Fixed Interest Rate Mortgage Loans
If you have taken out mortgage loan with a fixed interest rate, there is going to be no effect on your mortgage payments. Any fluctuation in interest rates is not going to affect you. Whatever the market condition, your mortgage payment will remain the same all the time. The only drawback of fixed interest rate mortgages is that they are quite costly. If you presently have an adjustable rate mortgage and introductory period is finishing, it is advisable that you go for a fixed interest rate mortgage.
Adjustable Rate Mortgage Loans
The main benefit of adjustable rate mortgage loans is that the rate of interest is going to be quite low during the introductory period. The pivotal factor is that the introductory rate is not your actual rate of interest.
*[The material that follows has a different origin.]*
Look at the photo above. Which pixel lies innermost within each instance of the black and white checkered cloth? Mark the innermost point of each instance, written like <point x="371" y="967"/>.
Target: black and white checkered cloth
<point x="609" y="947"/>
Once your introductory period finishes, the financial institution can modify the rate of interest and mortgage payment to the present rate. After the initial modification, the financial institution will modify the rate of interest and mortgage payment after every one or two months. This can be quite useful if the rate of interest is dipping. However, if that is not the case, your financial condition is going to suffer.
Interest Only Loan Refinance
Interest only loan refinance is all about substituting one loan for another. An interest only loan refinance is quite a brilliant method to reduce the debt on your present loans. This can turn out to be advantageous if the present rate of interest is lower than the rate of interest that is being set by the financial institution.
An interest only loan refinance is the way to go when you are looking for loan amortization. In this stage, you need to repay the loan amount at current interest rate in addition to the principle. Plenty of people opt for interest only loan refinances to delay the repayment of the loan. However, this can be a risky affair as there is always a possibility of rise in interest rates and your house value decreasing.